9 de junho de 2020

Opinião – “K.O.” de Fabrice Gobert


Sinopse

Antoine Leconte é um homem de poder - arrogante, dominante em seu ambiente profissional e vida pessoal. Admirado por alguns, odiado por outros, nada e ninguém resiste a ele ... Até o dia em que um de seus funcionários o ataca brutalmente. Quando ele recupera a consciência no hospital, nada é como era: Antoine se encontra no lugar de um homem comum, descendo a escada social e profissional - e ao seu redor, todos os papéis são invertidos. Isso é um sonho ou realidade? Uma conspiração? Um pesadelo? Esgotamento? ... Determinado a reerguer-se, Antoine terá que lutar para recuperar tudo o que perdeu, sonho ou realidade? Será uma conspiração contra ele? Ele está K.O.

Opinião por Artur Neves

Classificado como thriller, mas sugerindo um género na área do drama psicológico, este filme apresentado em antestreia na Festa do Cinema Francês de 2017, traz-nos uma história que dificilmente interpretamos como pertencendo à classificação atribuída, estabelecendo mais uma vez as significativas diferenças de conteúdo entre as cinematografias europeia e americana, que o nosso mercado tem tendência em nos servir sem distinção. O realizador Fabrice Gobert com uma ampla obra de argumentista e diretor de séries para televisão desde 2002, apresenta-nos aqui o seu primeiro trabalho para cinema muito bem conseguido.

Laconte (Laurent Lafitte) é um gestor de topo numa empresa de comunicações que age discricionariamente com todos os subordinados na perseguição voraz do sucesso absoluto que ele pretende alcançar para a empresa e para si próprio como objectivo último da sua passagem pela vida. Na sua vida privada, escassa e frugal, replica o mesmo comportamento reunindo-se de bens materiais avultados, onde desfruta de uma caricatura de vida sentimental, parca de afetos, na companhia da sua mulher, Solange (Chiara Mastroianni) que deambula solitária pela casa com muito pouca ligação com ele e com as suas necessidades, que ele satisfaz onde calha.
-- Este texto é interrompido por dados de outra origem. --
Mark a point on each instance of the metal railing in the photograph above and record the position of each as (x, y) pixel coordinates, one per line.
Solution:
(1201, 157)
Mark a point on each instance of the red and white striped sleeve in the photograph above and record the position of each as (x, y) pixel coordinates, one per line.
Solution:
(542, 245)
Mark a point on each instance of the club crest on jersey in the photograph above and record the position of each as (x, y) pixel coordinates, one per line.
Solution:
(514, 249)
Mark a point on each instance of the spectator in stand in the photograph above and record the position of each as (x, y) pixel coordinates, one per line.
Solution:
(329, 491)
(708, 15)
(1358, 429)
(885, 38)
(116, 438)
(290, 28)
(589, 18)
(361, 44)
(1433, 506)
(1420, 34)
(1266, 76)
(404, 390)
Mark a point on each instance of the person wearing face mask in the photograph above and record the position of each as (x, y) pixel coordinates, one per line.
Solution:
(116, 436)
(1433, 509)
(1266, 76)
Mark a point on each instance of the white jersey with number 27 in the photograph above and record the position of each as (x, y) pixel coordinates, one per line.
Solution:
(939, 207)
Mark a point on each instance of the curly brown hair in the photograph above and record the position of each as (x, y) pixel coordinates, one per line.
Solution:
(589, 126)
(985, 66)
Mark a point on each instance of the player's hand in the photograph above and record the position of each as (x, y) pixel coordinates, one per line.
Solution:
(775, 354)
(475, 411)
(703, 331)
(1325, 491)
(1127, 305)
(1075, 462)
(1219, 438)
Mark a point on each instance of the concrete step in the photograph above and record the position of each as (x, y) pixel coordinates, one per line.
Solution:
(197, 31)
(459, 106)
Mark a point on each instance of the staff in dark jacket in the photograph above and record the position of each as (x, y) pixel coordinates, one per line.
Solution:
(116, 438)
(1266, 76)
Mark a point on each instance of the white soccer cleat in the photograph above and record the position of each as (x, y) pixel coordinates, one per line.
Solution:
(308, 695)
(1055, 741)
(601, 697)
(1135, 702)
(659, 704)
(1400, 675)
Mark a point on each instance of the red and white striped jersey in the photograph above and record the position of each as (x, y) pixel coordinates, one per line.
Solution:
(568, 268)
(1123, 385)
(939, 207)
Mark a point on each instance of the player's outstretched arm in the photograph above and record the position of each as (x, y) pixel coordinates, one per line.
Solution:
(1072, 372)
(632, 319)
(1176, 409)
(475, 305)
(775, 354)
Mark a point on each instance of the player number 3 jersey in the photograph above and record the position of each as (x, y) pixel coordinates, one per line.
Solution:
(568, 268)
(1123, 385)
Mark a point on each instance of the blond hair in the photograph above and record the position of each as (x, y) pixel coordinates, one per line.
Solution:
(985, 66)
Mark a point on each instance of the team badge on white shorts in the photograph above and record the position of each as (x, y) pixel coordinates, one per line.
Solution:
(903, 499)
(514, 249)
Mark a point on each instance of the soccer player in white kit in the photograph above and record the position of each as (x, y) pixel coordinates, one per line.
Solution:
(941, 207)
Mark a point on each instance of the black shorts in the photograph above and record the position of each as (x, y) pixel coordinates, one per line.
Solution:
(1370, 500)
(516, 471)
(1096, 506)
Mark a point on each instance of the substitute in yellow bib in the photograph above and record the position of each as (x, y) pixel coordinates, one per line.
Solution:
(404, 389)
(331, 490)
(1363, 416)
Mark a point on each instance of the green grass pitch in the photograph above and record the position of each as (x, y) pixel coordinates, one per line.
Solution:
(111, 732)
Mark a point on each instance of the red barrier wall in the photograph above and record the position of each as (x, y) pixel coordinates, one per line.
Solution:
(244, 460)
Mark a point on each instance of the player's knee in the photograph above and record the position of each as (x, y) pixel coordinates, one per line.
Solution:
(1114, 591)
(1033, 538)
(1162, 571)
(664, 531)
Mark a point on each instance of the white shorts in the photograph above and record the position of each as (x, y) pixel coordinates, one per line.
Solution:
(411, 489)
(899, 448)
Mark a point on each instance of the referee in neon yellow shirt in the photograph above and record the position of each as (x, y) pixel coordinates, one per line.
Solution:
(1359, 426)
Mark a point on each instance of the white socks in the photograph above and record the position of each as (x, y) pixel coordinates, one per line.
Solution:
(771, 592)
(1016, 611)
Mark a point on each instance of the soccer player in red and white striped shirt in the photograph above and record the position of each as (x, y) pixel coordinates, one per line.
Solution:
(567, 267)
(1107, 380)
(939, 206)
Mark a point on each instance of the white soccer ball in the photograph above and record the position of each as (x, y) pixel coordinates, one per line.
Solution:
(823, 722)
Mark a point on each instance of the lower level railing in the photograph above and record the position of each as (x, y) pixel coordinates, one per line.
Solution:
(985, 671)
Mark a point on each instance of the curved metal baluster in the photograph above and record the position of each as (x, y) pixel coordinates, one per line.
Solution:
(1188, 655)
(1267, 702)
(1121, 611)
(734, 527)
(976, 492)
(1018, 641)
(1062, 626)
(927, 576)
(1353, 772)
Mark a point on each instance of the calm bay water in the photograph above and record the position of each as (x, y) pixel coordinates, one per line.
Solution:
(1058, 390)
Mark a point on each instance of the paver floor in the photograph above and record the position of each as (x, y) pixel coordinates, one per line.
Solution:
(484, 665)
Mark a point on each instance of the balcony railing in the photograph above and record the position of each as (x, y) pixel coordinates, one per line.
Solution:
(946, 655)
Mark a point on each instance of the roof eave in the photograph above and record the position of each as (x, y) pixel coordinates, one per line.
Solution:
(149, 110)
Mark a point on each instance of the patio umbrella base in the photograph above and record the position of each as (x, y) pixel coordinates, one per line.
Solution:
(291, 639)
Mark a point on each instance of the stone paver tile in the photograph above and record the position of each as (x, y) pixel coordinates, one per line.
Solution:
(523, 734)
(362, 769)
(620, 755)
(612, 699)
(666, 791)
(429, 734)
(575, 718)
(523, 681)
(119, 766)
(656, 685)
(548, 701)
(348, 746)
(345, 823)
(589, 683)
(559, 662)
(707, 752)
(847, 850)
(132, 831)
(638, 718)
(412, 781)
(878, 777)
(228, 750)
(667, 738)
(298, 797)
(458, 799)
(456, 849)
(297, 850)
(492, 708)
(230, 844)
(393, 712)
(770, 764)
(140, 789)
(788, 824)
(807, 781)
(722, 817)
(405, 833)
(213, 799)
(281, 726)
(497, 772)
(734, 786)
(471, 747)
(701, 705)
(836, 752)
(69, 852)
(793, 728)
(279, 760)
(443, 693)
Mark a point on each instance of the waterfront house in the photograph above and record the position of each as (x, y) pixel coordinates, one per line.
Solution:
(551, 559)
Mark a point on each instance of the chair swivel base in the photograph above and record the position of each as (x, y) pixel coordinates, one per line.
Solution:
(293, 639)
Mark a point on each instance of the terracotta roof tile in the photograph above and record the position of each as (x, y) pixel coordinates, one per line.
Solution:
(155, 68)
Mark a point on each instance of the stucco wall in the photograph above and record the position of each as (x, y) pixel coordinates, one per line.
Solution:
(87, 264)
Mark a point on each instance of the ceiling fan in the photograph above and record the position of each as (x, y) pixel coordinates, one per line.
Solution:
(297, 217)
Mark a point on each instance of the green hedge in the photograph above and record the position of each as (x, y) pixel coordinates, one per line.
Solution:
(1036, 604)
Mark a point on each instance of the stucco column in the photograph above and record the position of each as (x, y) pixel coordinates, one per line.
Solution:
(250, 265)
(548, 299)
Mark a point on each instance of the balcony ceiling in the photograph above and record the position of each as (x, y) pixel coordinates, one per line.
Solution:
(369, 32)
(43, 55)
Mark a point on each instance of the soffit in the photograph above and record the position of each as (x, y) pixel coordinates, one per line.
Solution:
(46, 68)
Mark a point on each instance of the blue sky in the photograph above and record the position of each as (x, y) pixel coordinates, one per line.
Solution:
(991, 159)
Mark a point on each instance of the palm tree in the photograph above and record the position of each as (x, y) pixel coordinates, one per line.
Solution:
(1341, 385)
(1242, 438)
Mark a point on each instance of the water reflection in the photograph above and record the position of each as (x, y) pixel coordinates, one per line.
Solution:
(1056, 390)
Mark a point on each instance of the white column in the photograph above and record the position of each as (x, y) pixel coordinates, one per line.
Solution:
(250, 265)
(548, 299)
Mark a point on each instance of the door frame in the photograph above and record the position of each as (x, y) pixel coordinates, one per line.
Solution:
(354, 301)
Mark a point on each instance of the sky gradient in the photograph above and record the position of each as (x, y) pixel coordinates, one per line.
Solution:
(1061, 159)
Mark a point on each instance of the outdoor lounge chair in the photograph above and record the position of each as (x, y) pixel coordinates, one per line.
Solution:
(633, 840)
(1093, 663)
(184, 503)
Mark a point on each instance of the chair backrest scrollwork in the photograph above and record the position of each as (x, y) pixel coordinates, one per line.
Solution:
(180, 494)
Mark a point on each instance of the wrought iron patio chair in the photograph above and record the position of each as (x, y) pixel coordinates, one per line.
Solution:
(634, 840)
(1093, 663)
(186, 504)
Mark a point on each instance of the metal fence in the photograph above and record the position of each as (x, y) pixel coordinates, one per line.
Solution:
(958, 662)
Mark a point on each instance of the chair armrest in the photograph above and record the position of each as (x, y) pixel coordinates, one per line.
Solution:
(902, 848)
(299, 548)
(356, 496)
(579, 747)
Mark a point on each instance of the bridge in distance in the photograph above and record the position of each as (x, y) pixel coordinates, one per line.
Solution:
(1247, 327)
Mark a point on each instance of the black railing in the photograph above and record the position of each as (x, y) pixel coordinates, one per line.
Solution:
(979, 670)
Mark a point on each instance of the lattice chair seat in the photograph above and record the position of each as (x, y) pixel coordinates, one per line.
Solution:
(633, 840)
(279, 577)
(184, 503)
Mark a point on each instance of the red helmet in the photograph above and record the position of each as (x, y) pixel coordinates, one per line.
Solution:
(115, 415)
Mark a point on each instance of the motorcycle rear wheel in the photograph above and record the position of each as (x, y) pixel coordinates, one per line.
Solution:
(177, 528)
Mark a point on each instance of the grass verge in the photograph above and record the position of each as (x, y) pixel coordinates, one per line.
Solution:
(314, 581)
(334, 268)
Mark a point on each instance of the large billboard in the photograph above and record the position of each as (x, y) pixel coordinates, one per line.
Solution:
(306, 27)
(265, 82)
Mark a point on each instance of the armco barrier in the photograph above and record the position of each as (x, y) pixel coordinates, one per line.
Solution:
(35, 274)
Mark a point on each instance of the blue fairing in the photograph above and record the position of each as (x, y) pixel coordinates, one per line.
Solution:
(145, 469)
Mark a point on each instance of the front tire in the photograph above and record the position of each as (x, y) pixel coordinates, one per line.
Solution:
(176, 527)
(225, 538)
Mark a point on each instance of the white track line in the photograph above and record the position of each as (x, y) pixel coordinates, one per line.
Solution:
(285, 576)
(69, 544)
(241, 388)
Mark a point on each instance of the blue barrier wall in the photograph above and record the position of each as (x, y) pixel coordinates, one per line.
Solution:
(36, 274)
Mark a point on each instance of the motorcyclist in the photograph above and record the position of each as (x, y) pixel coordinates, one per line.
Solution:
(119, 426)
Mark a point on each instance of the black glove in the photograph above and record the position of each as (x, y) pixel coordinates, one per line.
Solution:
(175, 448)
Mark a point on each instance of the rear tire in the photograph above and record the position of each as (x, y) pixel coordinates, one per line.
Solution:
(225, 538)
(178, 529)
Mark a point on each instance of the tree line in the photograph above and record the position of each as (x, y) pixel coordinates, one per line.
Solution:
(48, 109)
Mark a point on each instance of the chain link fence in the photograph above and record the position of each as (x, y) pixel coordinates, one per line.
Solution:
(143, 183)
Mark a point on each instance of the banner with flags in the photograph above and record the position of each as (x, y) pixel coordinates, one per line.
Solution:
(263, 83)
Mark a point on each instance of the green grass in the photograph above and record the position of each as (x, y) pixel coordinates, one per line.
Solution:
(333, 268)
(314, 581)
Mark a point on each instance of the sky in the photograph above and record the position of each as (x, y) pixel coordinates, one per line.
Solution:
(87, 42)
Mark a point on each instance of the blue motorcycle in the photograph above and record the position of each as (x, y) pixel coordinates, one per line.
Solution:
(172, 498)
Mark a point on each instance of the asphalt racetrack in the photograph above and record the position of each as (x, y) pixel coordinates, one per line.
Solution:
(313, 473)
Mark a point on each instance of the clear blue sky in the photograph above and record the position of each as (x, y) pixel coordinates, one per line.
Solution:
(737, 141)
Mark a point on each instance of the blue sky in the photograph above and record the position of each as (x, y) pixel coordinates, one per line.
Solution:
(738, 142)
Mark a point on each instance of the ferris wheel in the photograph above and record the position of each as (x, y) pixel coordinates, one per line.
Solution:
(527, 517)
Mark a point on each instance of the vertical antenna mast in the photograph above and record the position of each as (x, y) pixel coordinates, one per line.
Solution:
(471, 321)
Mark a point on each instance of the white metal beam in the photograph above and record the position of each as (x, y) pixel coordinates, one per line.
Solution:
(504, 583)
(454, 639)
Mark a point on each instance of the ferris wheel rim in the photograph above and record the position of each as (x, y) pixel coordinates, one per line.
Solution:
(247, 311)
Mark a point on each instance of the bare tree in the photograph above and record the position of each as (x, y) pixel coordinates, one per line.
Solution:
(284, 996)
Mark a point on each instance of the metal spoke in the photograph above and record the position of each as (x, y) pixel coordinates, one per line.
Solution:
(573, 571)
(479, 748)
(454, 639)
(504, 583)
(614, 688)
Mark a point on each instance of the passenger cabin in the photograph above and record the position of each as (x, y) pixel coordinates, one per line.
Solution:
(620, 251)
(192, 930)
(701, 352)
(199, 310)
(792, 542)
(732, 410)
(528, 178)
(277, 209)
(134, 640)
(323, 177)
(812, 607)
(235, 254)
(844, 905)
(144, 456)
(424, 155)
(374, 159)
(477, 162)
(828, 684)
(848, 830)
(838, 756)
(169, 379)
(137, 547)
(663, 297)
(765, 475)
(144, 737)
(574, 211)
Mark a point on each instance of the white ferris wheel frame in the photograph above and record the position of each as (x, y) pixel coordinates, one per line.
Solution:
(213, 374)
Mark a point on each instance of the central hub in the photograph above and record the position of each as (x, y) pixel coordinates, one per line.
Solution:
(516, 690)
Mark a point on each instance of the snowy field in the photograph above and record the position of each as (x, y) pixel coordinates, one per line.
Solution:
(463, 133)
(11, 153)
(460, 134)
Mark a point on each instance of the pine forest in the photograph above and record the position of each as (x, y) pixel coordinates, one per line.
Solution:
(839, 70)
Porém, há sempre um dia em que tudo muda, e esse dia acontece quando na sequência de um enfarto ligeiro ele entra em coma e o seu cérebro letárgico reverte todos os conceitos estabelecidos fazendo-o “viver” uma vida oposta da que está convencido que é a que detém por direito, confrontando-o com a “vida” dos outros que ele subjuga.

Imobilizado na cama do hospital, o outrora poderoso Laconte, “faz-se” sofrer das dificuldades normais que provoca aos outros, como que vivendo a sua vida num espelho, que transforma a imagem simétrica do seu contrário, na realidade que ele é agora forçado a viver, coabitando e relacionando-se com todos os personagens da sua vida real, mas num patamar de igualdade que lhe é completamente estranho, contra o qual ele se revolta, e por isso luta com todas as suas forças remanescentes na memória passada.

Trata-se pois da luta interna deste homem, agora fragilizado pelo acidente vascular que sofreu, sendo confrontado com a sua fraqueza e normalidade humana que ele sempre recusou, que ele sempre escondeu sob o manto diáfano do despotismo em benefício de um bem maior, que subitamente, através de um evento violento o despoja das suas premissas e o confronta com uma vida e uma realidade que totalmente desconhece, embora sempre tenha vivido nela mas noutro contexto. Trata-se no fundo, do confronto connosco próprios para que possamos progredir para um nível superior de existência, se soubermos aprender e aceitar a oportunidade de redenção através do reconhecimento dos nossos erros.

Bem interpretado, escorreito no argumento, sem deixar pontas soltas e com uma história interessante sobre o verdadeiro “eu” de um personagem que se confunde entre a realidade, e a fantasia com que está sonhando, constituindo aqui um bom exemplo da cinematografia francesa moderna de qualidade. Recomendo.

Disponível na plataforma Filmin para o utilizador, pelo preço de €3,95 durante 72 horas.